Metalepsis
Metalepsis is a compressed allusive move in which a brief citation or echo evokes a wider scriptural context, inviting readers to supply the larger narrative or argument behind the short reference.
Metalepsis is a compressed allusive move in which a brief citation or echo evokes a wider scriptural context, inviting readers to supply the larger narrative or argument behind the short reference.
Metalepsis is a compressed allusive move in which a brief citation or echo evokes a wider scriptural context, inviting readers to supply the larger narrative or argument behind the short reference.
Metalepsis refers to the use of a short citation, phrase, or verbal cue to summon the wider context of an earlier text. Rather than functioning as a bare excerpt, the fragment invites the reader to hear the larger narrative, poem, or argument behind it. In biblical interpretation, the category helps explain how a small textual signal can carry substantial theological weight.
Biblical writers sometimes quote or allude to only a few words while expecting the reader to recall the broader scriptural setting. This practice helps explain why terse citations can do more work than their surface length suggests.
Ancient rhetorical and literary culture assumed a degree of textual memory and audience competence. Metalepsis therefore belongs to a world in which brief citation could activate a much larger field of meaning.
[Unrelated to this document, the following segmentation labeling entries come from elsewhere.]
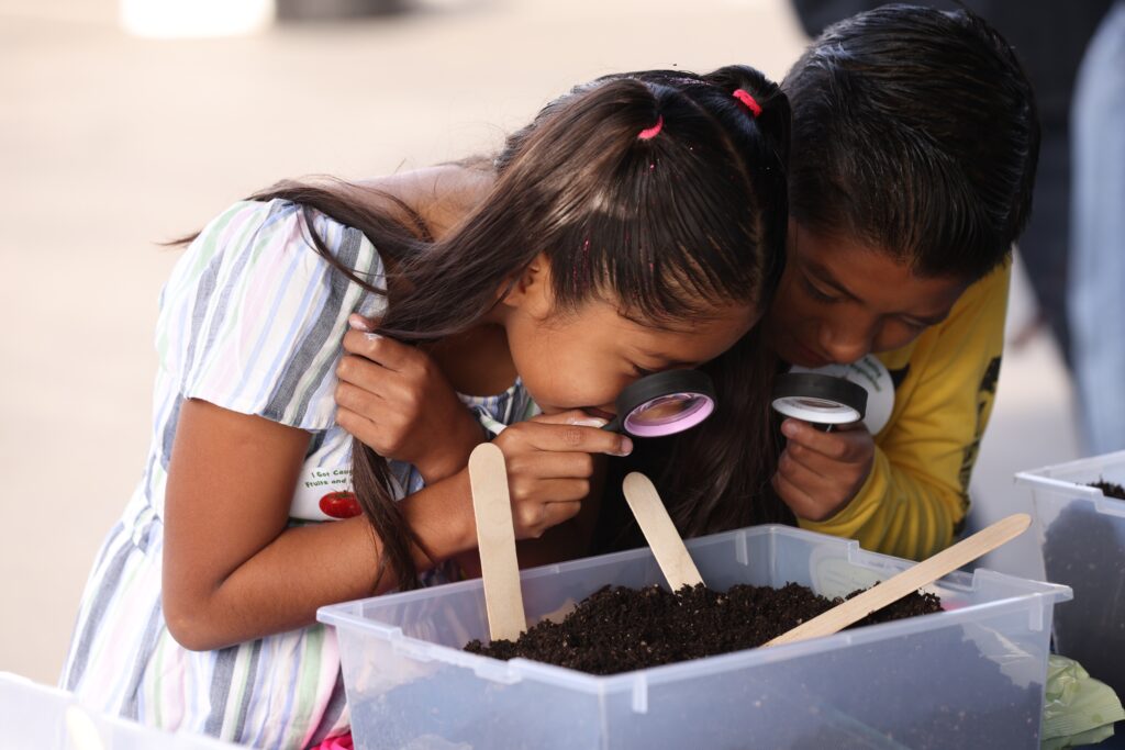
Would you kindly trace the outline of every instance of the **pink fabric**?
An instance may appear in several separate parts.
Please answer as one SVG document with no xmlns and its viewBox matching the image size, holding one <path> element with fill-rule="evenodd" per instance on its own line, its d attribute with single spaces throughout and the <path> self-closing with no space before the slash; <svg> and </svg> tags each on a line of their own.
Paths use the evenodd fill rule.
<svg viewBox="0 0 1125 750">
<path fill-rule="evenodd" d="M 762 114 L 762 105 L 759 105 L 757 100 L 755 100 L 754 97 L 749 94 L 748 91 L 744 89 L 735 89 L 734 96 L 735 99 L 738 99 L 740 102 L 746 105 L 749 108 L 749 110 L 754 112 L 755 117 Z"/>
<path fill-rule="evenodd" d="M 654 125 L 652 127 L 645 128 L 644 130 L 640 132 L 640 135 L 638 135 L 637 137 L 640 138 L 641 141 L 648 141 L 649 138 L 655 138 L 656 135 L 660 132 L 660 128 L 663 127 L 664 127 L 664 115 L 657 115 L 656 125 Z"/>
<path fill-rule="evenodd" d="M 351 732 L 346 734 L 341 734 L 340 737 L 330 737 L 324 742 L 318 746 L 309 748 L 308 750 L 354 750 L 356 746 L 351 741 Z"/>
</svg>

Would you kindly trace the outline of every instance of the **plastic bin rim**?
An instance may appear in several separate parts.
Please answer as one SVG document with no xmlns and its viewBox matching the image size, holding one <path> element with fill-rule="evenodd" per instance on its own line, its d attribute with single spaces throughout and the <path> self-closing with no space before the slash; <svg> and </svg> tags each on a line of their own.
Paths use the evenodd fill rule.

Jewish scriptural interpretation often relied on memorized texts, liturgical hearing, and thematic association, making broader recall plausible. Early Christian writers inherit that environment and use it christologically.
Metalepsis is a rhetorical term from classical literary theory. In biblical studies it serves descriptively for allusions that invite retrieval of a larger source context.
Metalepsis matters because it reminds readers that Scripture can speak with compressed density. A short citation may point beyond itself to a whole theological pattern that strengthens exegesis and biblical theology.
The category asks how fragments can represent wholes and how memory enlarges meaning. Metaleptic reading assumes that texts exist within networks of association that attentive readers can responsibly retrieve.
Do not claim metalepsis wherever a verbal resemblance appears. The invoked larger context must be textually and thematically plausible, and readers should resist using the label to validate speculative connections.
Debate often concerns how much audience recall should be assumed and how strongly one can argue that a broader context is intended. The soundest proposals show dense textual fit rather than imaginative possibility alone.
Metalepsis should deepen careful reading of Scripture's coherence without encouraging esoteric interpretations detached from the text. It remains a tool of exegesis, not a license for uncontrolled symbolism.
Practically, the category teaches readers to revisit Old Testament contexts whenever the New Testament cites them briefly and to ask what larger scriptural world may be in view.